# Thread: even more trig questions!

1. You couldn't use the power rule on $\displaystyle x^{-u}$, because $\displaystyle u$ wasn't constant. However, because the function in question is a composition of functions, you use the chain rule. You can always use the chain rule on compositions of functions, unless there are domain/behavior issues (not likely encountered in Calc classes; such pathological behaviors are usually reserved for upper level courses in analysis). I like your $\displaystyle du/d\theta$ and your integrand. How do you propose to integrate?

2. using integration by parts again?

3. No, I don't think that approach would be very helpful here. I would use the trig identities $\displaystyle \sin^{2}(\theta)+\cos^{2}(\theta)=1$ and $\displaystyle \tan(\theta)=\frac{\sin(\theta)}{\cos(\theta)}$ to rewrite the integrand as a simple sum.

4. sec(theta) - cos(theta) d(theta) ?

ive gone through this now and my result is incomplete again
this is what i get:

√3(ln2) - 2ln(2 + √3) + √3

5. Excellent, but be careful with your parentheses, just to be on the safe side. So, how to integrate those two guys?

6. So we have

ln(sec(theta) + tan(theta)) - sin(theta) between 0 and 60 degrees

7. There you go. Now, relating all this back to the problem at hand, the area you are after is equal to the area under the curve minus the area under the triangle. Once you exhibit that difference, you are done with part b, assuming your answer corresponds to the answer required. Does all this make sense?

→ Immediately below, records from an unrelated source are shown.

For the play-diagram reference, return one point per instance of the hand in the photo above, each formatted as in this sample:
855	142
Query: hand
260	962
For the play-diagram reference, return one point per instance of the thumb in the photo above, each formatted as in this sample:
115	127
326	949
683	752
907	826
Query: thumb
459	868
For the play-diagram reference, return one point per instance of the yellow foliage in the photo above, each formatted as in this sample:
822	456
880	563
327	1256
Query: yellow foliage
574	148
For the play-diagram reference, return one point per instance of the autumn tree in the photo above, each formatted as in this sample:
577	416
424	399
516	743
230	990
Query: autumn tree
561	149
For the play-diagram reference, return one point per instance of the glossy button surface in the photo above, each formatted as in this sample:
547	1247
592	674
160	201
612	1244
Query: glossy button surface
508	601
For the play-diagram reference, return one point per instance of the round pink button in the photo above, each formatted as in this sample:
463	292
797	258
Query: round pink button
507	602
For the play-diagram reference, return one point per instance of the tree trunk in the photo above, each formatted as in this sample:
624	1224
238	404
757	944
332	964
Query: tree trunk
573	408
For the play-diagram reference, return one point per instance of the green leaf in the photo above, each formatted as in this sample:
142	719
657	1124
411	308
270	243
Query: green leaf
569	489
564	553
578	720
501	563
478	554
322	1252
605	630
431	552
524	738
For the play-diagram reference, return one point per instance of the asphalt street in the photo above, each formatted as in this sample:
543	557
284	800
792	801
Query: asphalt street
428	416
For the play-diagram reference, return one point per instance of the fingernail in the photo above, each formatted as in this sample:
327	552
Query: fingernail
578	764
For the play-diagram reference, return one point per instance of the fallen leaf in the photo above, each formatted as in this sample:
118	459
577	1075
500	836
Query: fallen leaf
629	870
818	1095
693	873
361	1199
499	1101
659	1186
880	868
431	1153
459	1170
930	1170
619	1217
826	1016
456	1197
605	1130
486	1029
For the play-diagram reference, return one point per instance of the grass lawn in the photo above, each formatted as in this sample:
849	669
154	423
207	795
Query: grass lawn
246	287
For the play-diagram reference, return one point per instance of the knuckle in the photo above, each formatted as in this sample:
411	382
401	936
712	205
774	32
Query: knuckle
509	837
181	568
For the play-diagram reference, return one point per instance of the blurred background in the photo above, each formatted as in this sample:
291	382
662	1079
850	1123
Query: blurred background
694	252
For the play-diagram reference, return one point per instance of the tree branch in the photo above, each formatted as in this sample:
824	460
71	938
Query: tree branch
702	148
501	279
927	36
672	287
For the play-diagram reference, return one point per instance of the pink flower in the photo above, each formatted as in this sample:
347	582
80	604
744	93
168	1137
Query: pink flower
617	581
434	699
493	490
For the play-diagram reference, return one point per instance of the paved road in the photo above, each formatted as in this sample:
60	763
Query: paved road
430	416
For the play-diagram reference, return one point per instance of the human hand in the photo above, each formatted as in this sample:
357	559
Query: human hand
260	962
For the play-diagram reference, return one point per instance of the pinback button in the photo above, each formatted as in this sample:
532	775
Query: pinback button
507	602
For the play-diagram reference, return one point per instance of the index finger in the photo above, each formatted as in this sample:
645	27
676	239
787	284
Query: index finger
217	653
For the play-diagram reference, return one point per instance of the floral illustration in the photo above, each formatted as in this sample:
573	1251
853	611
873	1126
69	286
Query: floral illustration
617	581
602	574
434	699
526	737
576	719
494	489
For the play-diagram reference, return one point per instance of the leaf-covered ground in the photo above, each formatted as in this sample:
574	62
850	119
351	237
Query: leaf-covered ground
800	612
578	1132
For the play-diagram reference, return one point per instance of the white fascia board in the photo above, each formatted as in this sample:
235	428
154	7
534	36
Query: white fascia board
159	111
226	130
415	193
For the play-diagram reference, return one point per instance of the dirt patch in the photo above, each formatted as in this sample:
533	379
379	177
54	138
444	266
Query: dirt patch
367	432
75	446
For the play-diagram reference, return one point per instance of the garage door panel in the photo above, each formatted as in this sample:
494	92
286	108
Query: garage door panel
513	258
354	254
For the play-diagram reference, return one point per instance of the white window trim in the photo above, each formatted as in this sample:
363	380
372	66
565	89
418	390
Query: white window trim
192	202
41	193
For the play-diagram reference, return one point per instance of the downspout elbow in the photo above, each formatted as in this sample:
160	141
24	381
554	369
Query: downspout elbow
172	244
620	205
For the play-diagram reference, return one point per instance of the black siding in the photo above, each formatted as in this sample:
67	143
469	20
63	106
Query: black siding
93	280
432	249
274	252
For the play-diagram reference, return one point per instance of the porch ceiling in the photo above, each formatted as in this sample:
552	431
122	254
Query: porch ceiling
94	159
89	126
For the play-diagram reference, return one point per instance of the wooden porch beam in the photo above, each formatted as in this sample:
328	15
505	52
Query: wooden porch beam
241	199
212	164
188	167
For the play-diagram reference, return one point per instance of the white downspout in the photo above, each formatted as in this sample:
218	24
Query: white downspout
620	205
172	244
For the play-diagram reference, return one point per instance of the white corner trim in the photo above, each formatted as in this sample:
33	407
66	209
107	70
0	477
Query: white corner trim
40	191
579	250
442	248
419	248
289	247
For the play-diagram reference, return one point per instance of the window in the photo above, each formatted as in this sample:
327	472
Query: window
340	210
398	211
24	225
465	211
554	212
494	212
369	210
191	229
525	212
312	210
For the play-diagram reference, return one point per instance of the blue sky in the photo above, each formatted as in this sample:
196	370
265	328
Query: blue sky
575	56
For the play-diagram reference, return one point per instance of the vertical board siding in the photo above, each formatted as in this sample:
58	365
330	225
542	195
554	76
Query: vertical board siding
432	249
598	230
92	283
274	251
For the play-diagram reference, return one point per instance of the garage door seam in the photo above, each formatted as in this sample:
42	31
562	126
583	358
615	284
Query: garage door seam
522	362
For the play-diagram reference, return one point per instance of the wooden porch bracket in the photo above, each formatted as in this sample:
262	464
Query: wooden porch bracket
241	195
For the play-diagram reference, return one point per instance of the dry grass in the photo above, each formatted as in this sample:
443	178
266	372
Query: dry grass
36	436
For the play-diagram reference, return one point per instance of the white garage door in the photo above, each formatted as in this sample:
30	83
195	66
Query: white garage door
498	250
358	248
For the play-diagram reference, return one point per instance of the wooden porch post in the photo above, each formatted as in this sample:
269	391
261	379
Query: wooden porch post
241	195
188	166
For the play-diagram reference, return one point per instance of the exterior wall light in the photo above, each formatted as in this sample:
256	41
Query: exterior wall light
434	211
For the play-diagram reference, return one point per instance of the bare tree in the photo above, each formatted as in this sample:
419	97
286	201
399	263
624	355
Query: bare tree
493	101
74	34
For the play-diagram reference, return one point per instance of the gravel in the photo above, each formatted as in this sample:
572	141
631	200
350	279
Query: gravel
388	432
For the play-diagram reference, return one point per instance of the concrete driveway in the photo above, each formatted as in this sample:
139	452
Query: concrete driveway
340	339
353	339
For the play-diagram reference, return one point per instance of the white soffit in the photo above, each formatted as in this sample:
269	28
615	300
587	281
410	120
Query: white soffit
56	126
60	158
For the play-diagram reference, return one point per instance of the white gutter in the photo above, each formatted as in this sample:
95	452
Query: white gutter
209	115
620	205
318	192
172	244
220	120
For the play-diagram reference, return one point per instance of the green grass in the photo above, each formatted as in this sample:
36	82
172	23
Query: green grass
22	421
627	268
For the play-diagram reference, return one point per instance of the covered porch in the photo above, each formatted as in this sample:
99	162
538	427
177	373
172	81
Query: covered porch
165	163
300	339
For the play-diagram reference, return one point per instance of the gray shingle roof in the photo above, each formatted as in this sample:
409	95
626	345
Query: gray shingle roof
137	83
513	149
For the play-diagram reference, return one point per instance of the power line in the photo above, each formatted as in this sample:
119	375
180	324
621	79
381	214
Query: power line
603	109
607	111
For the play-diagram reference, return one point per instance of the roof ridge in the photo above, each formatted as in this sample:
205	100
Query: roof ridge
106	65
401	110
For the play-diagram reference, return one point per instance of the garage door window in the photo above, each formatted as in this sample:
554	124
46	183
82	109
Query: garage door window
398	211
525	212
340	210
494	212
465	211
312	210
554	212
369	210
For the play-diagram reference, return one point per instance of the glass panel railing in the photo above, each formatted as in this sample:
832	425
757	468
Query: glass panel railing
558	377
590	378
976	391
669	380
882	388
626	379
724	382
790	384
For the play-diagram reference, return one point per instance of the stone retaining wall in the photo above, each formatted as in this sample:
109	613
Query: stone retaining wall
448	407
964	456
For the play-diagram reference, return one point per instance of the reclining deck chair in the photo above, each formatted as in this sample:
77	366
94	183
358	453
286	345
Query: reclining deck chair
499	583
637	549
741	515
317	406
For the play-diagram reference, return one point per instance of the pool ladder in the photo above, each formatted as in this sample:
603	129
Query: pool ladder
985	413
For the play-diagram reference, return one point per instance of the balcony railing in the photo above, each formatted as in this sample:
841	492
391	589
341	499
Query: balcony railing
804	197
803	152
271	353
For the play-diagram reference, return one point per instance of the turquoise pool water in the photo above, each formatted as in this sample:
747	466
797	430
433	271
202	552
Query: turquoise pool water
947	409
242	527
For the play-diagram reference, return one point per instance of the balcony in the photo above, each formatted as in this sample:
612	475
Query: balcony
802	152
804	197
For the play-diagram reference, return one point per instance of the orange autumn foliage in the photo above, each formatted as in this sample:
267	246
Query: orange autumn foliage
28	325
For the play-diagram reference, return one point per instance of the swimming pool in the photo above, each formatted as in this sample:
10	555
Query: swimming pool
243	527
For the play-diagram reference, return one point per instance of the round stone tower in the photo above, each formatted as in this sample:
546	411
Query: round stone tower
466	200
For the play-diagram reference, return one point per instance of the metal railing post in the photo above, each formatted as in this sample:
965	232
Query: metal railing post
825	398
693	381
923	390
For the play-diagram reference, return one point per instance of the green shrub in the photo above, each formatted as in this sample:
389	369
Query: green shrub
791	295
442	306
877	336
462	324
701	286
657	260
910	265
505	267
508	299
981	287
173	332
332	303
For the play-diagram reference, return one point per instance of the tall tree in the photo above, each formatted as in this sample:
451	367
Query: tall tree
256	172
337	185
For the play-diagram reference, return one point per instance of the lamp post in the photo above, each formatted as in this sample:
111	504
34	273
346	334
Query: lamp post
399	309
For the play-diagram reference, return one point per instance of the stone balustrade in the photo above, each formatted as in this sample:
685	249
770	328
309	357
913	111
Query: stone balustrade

8. Originally Posted by Ackbeet
There you go. Now, relating all this back to the problem at hand, the area you are after is equal to the area under the curve minus the area under the triangle. Once you exhibit that difference, you are done with part b, assuming your answer corresponds to the answer required. Does all this make sense?
Because it's been so long and i've been doing other questions I'd completely forgotten about that triangle!

I have gotten to the correct answer now, thank you so much for all your help!

9. You're very welcome. Have a good one!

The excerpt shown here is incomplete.